“When a string of break-ins rock the small town of Oakton Falls, Ohio, Police Chief Wyatt Ronson is at a loss for what to do. The perpetrator is crafty and the stolen goods are anything but normal. He has a list of missing items, most recently a miniature baby Jesus collectible stolen from a nativity scene. With robbery turned murder, Ronson is left with a dead body and another cold trail of clues. His loving wife, Maria, suggests that he bring in a friend of hers to consult on the case. The problem? This friend is another one of the paranormal practitioners his wife has been spending a small fortune on and Ronson isn’t convinced they aren’t all charlatans. Maria insists that this guy is the real deal and reluctantly, he agrees to hire Seymour Masterson, a thirty-something with a sweet tooth and an eye for finely tailored clothes. Ronson’s disbelief in the paranormal and Masterson’s own misgivings about small-town police work make the pair mix together like oil and water.
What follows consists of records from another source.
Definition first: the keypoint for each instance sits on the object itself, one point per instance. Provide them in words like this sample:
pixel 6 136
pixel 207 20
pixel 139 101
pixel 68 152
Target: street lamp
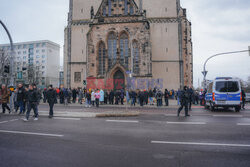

Armed with a dead man’s cane and an over-inflated ego from his time working in Los Angeles, Seymour sets off to find the killer and prove to the Chief that there is something to all of this medium business. That is, if Ronson will ever let him talk to a suspect alone. After several plates of vanilla wafers, legendary chicken wings, a collision with some lawn ornaments and a first date with Beatrice, the Chief’s secretary who he may or may not be marrying, Seymour is realizing that working for the OFPD is exhausting. He is surprised to find out that Ronson isn’t as dumb as he looks and Seymour might just need his help after all. Similarly, Ronson is beginning to see the benefits of having a big name medium working in his department. The two men bumble their way through their first case together and work to find a common ground. But can they put their differences aside to catch a murderer and solve the case of the Oakton Falls burglar?
Chachkis and Chicken Wings has everything a good cozy mystery needs — an elusive criminal, a quirky small town, and a splash of the supernatural. Follow Seymour Masterson and Chief Ronson through their investigation and fall in love with the quirky residents of Oakton Falls along the way. Grab a cup of tea and start reading today!”
Targeted Age Group:: 18-45
What Inspired You to Write Your Book?
Like some of the best things in life, it started as a joke between friends. When asked what she should write about next, the author’s friend replied “a median”. After pointing out that the term is “medium”, she ran with the idea. Ellen Pleasant created Oakton Falls as an homage to the town where her grandmother lived. Drawing on her own memories of the friendly townspeople, a desire for a good laugh, and a love of mystery, Chachkis and Chicken Wings: The Case of the Oakton Falls Burglar was born.